The controller is an MCS-51, specifically, an 8031, which needs external program ROM. That's convenient because the PROM can be pulled out and disasembled. This keyboard has rev 191-2716. The keys are scanned with the aid of a couple of custom chips, 22-00950-001 and 22-908-03A. The latter presents a parallel interface to Port 1 with strobe on P3.3, more or less exactly as in the patent that is conveniently cited on the PCB.
The thirteen LEDs need more pins and more power than can be handled directly by the MCU. They are connected to a couple of addressable high-current latches, NE5090, which are normally used to drive relays. The address and state lines come from Port 0. The control line comes from one of the outputs of a dual 2-to-4 demux, whose two selector lines come from P3.4 and P3.5. The two gates for the demux are WR and RD. All of which means that the MOVX instruction, which was designed for accessing external RAM, can be used to implement a primitive 8-position bus with common data lines (that are also shared with addresses to the PROM).
The other signals from the demux go to clock lines of various flip-flops for other parts of the system, such as, I believe, the joystick (I don't have one).
Port 2 seems to only be used for the high address bits of the external program memory.
The 8051 has a built-in serial interface, which uses two more pins on Port 3. RxD comes from one of the wires of the DIN-5 connector, after being inverted twice by a NAND gate with Schmitt triggers to clean up the edges.

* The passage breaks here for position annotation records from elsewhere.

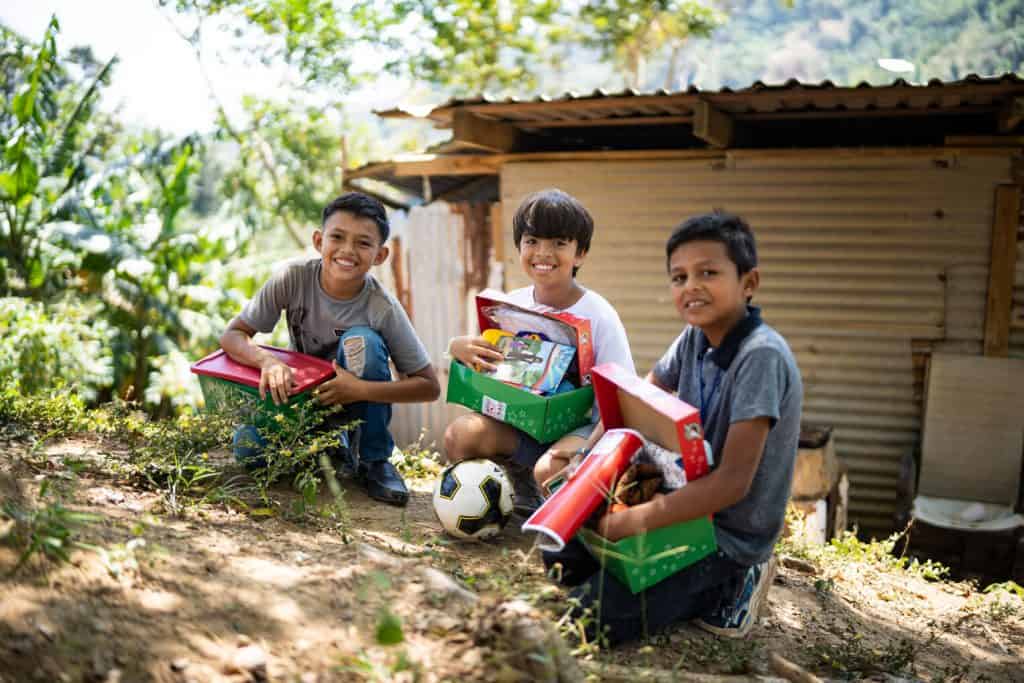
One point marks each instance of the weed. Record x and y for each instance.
(380, 669)
(418, 461)
(47, 531)
(853, 657)
(849, 549)
(732, 656)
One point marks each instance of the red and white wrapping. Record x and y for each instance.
(561, 515)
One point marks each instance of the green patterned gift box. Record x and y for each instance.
(544, 418)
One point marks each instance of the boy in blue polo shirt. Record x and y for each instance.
(742, 377)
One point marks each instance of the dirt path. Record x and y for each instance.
(220, 595)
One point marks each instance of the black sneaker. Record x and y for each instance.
(383, 482)
(526, 497)
(343, 458)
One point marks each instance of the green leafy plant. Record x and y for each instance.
(49, 530)
(853, 657)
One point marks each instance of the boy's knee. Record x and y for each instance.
(361, 351)
(453, 452)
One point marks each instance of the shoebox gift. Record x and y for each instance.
(226, 383)
(626, 400)
(534, 364)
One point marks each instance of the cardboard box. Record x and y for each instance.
(626, 400)
(544, 418)
(226, 382)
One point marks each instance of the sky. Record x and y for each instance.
(158, 82)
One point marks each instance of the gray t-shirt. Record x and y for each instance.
(751, 375)
(315, 319)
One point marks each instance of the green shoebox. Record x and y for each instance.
(227, 384)
(546, 419)
(640, 561)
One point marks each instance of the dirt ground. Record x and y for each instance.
(223, 595)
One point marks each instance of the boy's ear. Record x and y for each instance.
(751, 282)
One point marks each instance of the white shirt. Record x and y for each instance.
(607, 332)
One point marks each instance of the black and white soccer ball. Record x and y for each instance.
(473, 499)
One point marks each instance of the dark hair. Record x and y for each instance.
(361, 206)
(718, 225)
(551, 214)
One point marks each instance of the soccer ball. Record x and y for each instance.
(473, 499)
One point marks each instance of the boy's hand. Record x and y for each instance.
(343, 388)
(475, 352)
(617, 525)
(276, 378)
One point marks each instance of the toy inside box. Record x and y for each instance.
(546, 418)
(225, 382)
(626, 400)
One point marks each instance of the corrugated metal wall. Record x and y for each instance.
(868, 261)
(432, 249)
(1017, 317)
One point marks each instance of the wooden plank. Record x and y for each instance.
(973, 429)
(623, 121)
(488, 133)
(712, 126)
(1011, 115)
(497, 233)
(455, 165)
(1000, 273)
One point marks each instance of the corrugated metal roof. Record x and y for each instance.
(758, 97)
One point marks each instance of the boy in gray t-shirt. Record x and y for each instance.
(335, 309)
(742, 377)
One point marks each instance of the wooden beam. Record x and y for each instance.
(594, 123)
(454, 165)
(712, 126)
(491, 164)
(1012, 115)
(487, 133)
(1000, 272)
(985, 140)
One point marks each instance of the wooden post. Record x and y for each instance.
(1000, 272)
(712, 125)
(486, 133)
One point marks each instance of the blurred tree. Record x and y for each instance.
(50, 138)
(631, 32)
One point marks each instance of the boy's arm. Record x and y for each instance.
(419, 387)
(274, 376)
(726, 485)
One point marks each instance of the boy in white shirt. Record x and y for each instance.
(552, 231)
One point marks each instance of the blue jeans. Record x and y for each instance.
(363, 352)
(696, 591)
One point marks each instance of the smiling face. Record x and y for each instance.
(549, 261)
(349, 246)
(707, 288)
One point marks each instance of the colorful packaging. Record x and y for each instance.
(642, 560)
(530, 364)
(225, 381)
(544, 418)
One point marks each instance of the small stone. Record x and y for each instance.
(250, 657)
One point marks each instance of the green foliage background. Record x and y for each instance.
(124, 251)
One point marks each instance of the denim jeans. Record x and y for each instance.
(696, 591)
(363, 352)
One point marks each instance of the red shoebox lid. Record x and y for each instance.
(626, 400)
(309, 371)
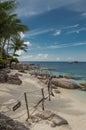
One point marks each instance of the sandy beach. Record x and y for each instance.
(63, 104)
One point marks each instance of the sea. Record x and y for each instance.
(78, 70)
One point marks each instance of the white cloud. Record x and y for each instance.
(76, 30)
(34, 7)
(58, 59)
(28, 43)
(83, 14)
(20, 52)
(66, 45)
(22, 35)
(38, 32)
(41, 56)
(57, 33)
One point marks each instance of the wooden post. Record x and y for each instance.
(26, 106)
(49, 87)
(43, 99)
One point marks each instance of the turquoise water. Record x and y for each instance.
(64, 68)
(77, 70)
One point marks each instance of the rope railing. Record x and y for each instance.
(24, 99)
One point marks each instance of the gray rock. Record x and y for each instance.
(58, 121)
(69, 77)
(65, 83)
(55, 119)
(6, 123)
(83, 84)
(14, 79)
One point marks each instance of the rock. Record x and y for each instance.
(69, 77)
(22, 71)
(65, 83)
(57, 91)
(53, 86)
(14, 79)
(83, 84)
(44, 115)
(3, 77)
(83, 88)
(58, 121)
(6, 123)
(55, 119)
(18, 74)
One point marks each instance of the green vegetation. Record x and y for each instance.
(11, 28)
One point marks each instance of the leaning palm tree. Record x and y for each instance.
(10, 25)
(18, 44)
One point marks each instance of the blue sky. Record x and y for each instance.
(57, 29)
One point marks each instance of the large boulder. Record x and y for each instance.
(69, 77)
(14, 79)
(65, 83)
(3, 76)
(6, 123)
(55, 119)
(83, 84)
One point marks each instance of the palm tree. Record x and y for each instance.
(10, 25)
(18, 44)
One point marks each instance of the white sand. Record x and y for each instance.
(63, 104)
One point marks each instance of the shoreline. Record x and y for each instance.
(64, 104)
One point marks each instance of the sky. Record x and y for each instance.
(57, 29)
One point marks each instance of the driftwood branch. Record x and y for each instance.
(40, 101)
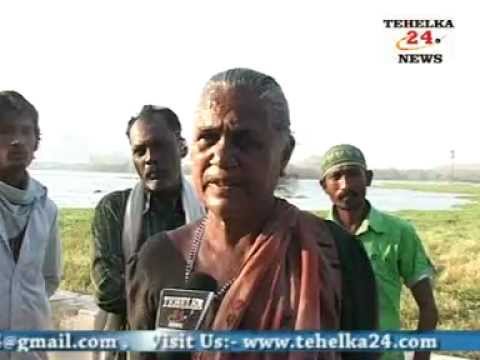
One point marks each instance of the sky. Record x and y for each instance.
(88, 66)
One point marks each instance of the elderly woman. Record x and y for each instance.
(277, 267)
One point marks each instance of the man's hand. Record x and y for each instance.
(428, 314)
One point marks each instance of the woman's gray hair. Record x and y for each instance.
(264, 87)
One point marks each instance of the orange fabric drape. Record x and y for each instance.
(284, 284)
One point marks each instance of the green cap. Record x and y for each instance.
(341, 155)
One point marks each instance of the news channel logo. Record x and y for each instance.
(420, 41)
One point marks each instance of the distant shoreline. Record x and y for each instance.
(470, 175)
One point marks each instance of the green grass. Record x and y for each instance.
(76, 240)
(451, 236)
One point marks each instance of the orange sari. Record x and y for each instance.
(284, 284)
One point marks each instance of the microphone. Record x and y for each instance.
(186, 309)
(190, 308)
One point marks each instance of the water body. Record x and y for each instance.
(82, 189)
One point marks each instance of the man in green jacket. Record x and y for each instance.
(162, 200)
(392, 244)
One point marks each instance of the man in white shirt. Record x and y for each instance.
(30, 249)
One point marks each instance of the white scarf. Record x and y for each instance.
(16, 205)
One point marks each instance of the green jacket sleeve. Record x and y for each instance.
(108, 267)
(359, 290)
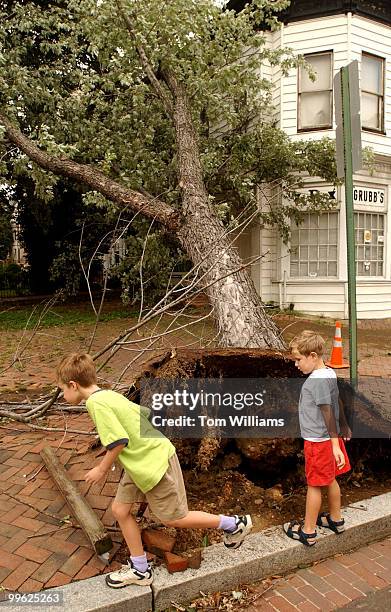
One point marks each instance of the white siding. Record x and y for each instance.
(323, 34)
(319, 298)
(373, 300)
(375, 38)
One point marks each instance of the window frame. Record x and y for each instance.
(309, 277)
(331, 92)
(379, 96)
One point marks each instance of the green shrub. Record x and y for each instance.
(14, 278)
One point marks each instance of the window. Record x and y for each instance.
(315, 102)
(372, 92)
(314, 246)
(369, 243)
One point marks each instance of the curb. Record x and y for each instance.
(261, 555)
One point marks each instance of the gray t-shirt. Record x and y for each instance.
(320, 388)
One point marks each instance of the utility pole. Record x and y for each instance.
(349, 160)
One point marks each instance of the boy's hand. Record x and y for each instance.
(95, 475)
(346, 433)
(339, 457)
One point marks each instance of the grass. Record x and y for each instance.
(15, 319)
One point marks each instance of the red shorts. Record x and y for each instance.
(320, 466)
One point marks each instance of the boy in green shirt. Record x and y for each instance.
(152, 471)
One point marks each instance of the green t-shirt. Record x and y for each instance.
(118, 421)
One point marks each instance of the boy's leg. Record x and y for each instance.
(235, 528)
(197, 520)
(137, 571)
(312, 508)
(334, 496)
(129, 527)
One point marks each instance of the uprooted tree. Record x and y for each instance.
(160, 107)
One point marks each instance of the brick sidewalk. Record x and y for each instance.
(330, 584)
(36, 550)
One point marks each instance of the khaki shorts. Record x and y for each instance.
(167, 500)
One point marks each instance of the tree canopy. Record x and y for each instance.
(162, 107)
(72, 78)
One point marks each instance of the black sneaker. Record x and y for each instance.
(233, 539)
(129, 575)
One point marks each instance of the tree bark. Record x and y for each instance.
(96, 180)
(241, 318)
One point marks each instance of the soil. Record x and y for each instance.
(232, 483)
(231, 492)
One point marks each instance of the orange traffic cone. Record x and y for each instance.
(336, 358)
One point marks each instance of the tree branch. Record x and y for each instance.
(148, 206)
(159, 90)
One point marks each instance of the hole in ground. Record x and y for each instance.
(263, 477)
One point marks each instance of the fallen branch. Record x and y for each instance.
(80, 508)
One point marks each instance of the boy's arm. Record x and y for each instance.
(329, 419)
(100, 470)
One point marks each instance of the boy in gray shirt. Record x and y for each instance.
(324, 451)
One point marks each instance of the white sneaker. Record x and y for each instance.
(129, 575)
(233, 539)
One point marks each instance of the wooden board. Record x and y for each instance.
(80, 508)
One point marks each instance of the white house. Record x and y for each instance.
(312, 275)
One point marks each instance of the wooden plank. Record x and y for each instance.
(80, 508)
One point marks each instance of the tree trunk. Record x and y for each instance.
(238, 309)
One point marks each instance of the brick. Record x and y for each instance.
(110, 489)
(31, 487)
(368, 552)
(34, 553)
(369, 577)
(345, 560)
(108, 518)
(307, 606)
(175, 563)
(58, 579)
(6, 504)
(19, 575)
(320, 570)
(4, 572)
(54, 544)
(316, 581)
(76, 561)
(32, 457)
(8, 530)
(346, 589)
(11, 515)
(50, 567)
(8, 473)
(316, 598)
(31, 586)
(66, 533)
(337, 598)
(16, 540)
(30, 513)
(279, 603)
(27, 523)
(292, 595)
(10, 560)
(157, 542)
(86, 572)
(296, 581)
(15, 462)
(45, 493)
(78, 537)
(99, 501)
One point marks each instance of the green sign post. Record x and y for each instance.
(349, 160)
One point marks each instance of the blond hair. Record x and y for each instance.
(79, 367)
(308, 342)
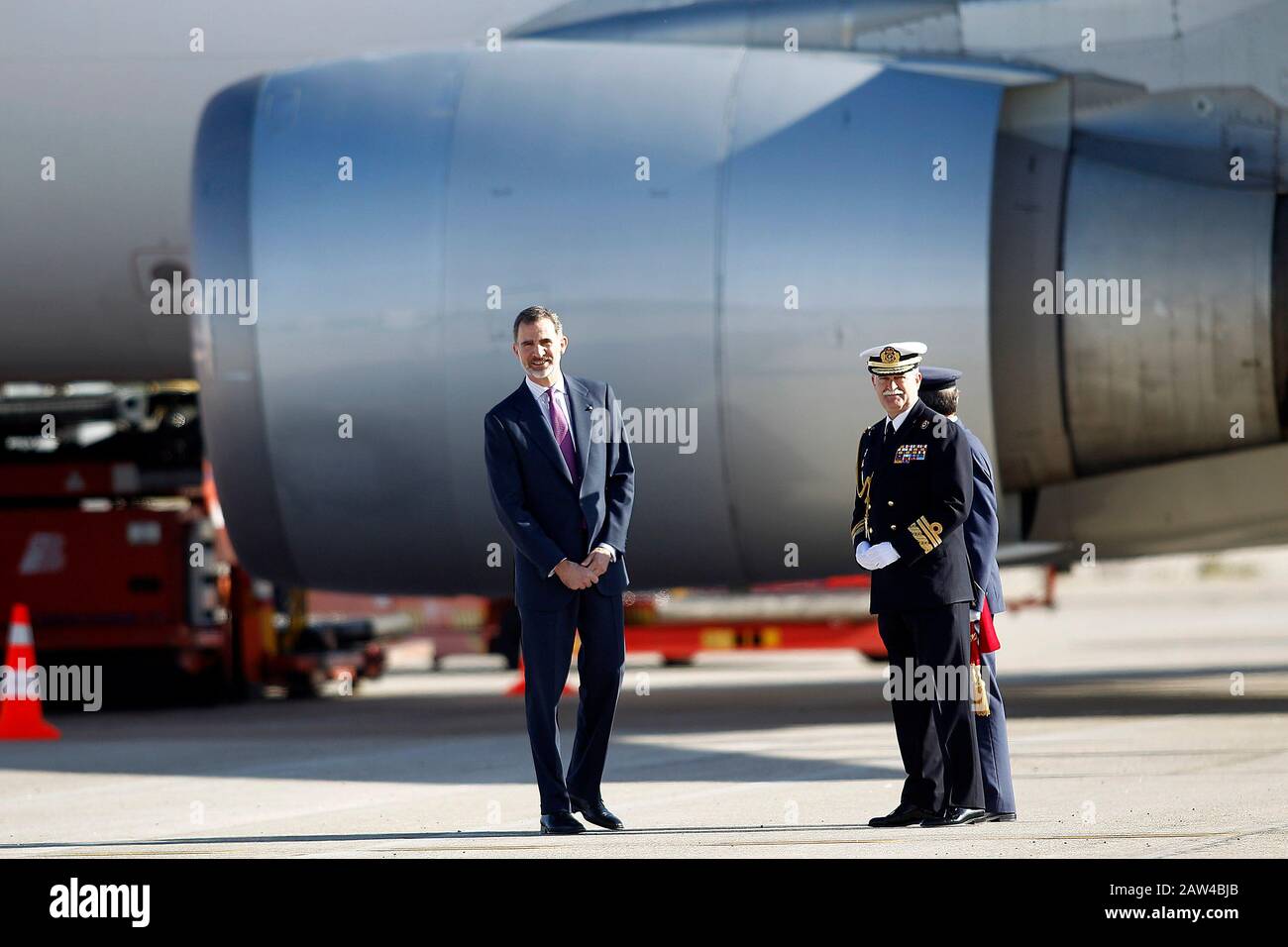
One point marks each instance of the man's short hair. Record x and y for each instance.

TxD goes to another DIN pin, after begin inverted twice by a 7406.
The power line goes to two(!) 5V regulators, so it needs around 12V with a decent amount of current.
That is enough to build a converter board. After power-on / reset, all LEDs are on; the terminal needs to turn them off.
Nothing shows up on the serial port for a straightforward sketch. That is because the from-keyboard line, which is being held at idle-high by the keyboard end, is floating after going through the inverter. Open collector serial isn't really a thing: a pull-up is needed. Fortunately, turning on the internal one for PD2 just works on the Teensy AVR.
The serial communication is 1200 baud and the keyboard sends unique up and down key transitions, which is ideal, even separate codes for the two shift keys.
The to-keyboard protocol includes a single byte code to turn off all LEDs, as is perfect for right after power-up. And another to turn them all back on, which I suppose gives a way of attracting the user's attention by flashing them all quickly. There are also codes to turn on and off individual LEDs. The protocol numbers for those don't have any recognizable order. And the protocol allows for thirty-two of them, which is a bit weird.
Turning on a fourteenth LED by sending the highest possible code (31) actually drives a 555 timer connected to the speaker to play a tone. Even though that's a lot of hardware for this, there does not appear to be any way to change the note. And this keyboard seems to be too late for the craze of boards with linear switches playing clicky sounds.
I did not have anything very useful to do with all the indicator LEDs, so in the QMK default, I just made the four on the right light up when the key above them is pressed.
It's disappointing, but I have not yet had any luck getting the thumbwheels to do anything. I may need to take them out to connect to a scope. I imagine that they are simple rotary encoders with physical contacts for quadrature output as CLK and DT. The outputs go to a quad NAND gate. When I got the keyboard, they were disconnected. It's possible to connect the four-pin cable backwards; there is just a little arrow indicating where the pin 1 end goes. But I do not believe anything permanently bad results from that, even though it reverses power and ground. The signal outputs just don't make sense. It's also possible that the contacts have corroded, although they seem to be sealed inside the wheel.